Parallel loops are only possible for specific types of operations, typically those that are easily split across iterations (like simple for loops, but not all while loops or recursive calls).
For example, Python supports this with the multiprocessingmodule:
from multiprocessing import Pool
def f(x):
return x*x
if __name__ == '__main__':
with Pool(5) as p:
print(p.map(f, [1, 2, 3]))
Well, this is multiprocessing, not multithreading. I know you can do the same with multiprocessing, but it could be quite easier to write something like this:
parallel 5 for i in range(1, 4):
f(i)
Side note: I would like that Python will add annotations as in Java, so you could write something like this instead:
You’re right. This indeed will be a very big work - not big as making a good JIT and making Python almost fast without GIL as it is with GIL - but anyway it’s hard.

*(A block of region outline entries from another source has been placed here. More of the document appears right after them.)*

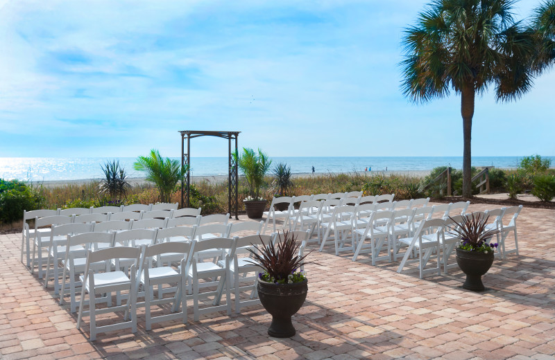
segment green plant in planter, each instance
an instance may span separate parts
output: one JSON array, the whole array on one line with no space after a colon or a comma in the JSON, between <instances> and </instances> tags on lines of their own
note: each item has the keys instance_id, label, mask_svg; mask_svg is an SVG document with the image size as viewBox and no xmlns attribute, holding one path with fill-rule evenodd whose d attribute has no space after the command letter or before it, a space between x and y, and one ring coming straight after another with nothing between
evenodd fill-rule
<instances>
[{"instance_id":1,"label":"green plant in planter","mask_svg":"<svg viewBox=\"0 0 555 360\"><path fill-rule=\"evenodd\" d=\"M272 161L259 149L258 153L253 149L244 147L243 153L234 154L237 165L246 178L249 196L246 201L263 200L260 197L260 188L264 181L264 175L270 169Z\"/></svg>"},{"instance_id":2,"label":"green plant in planter","mask_svg":"<svg viewBox=\"0 0 555 360\"><path fill-rule=\"evenodd\" d=\"M272 188L279 196L287 196L288 191L293 188L293 178L291 174L291 166L285 163L280 163L273 168L273 181Z\"/></svg>"}]
</instances>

Both examples could also be implemented using multiprocessing. So, what makes multithreading special in this context? Since multithreading is currently limited by the GIL, I chose not to include an example using the map method of ThreadPoolExecutor.
As I mentioned in my previous post, the proposed syntax would only work in specific cases, namely those that can be handled by map() alone. In most situations, execution will be serial across multiple threads, since most algorithms are not perfectly parallel. This can actually lead to worse performance than running in a single thread.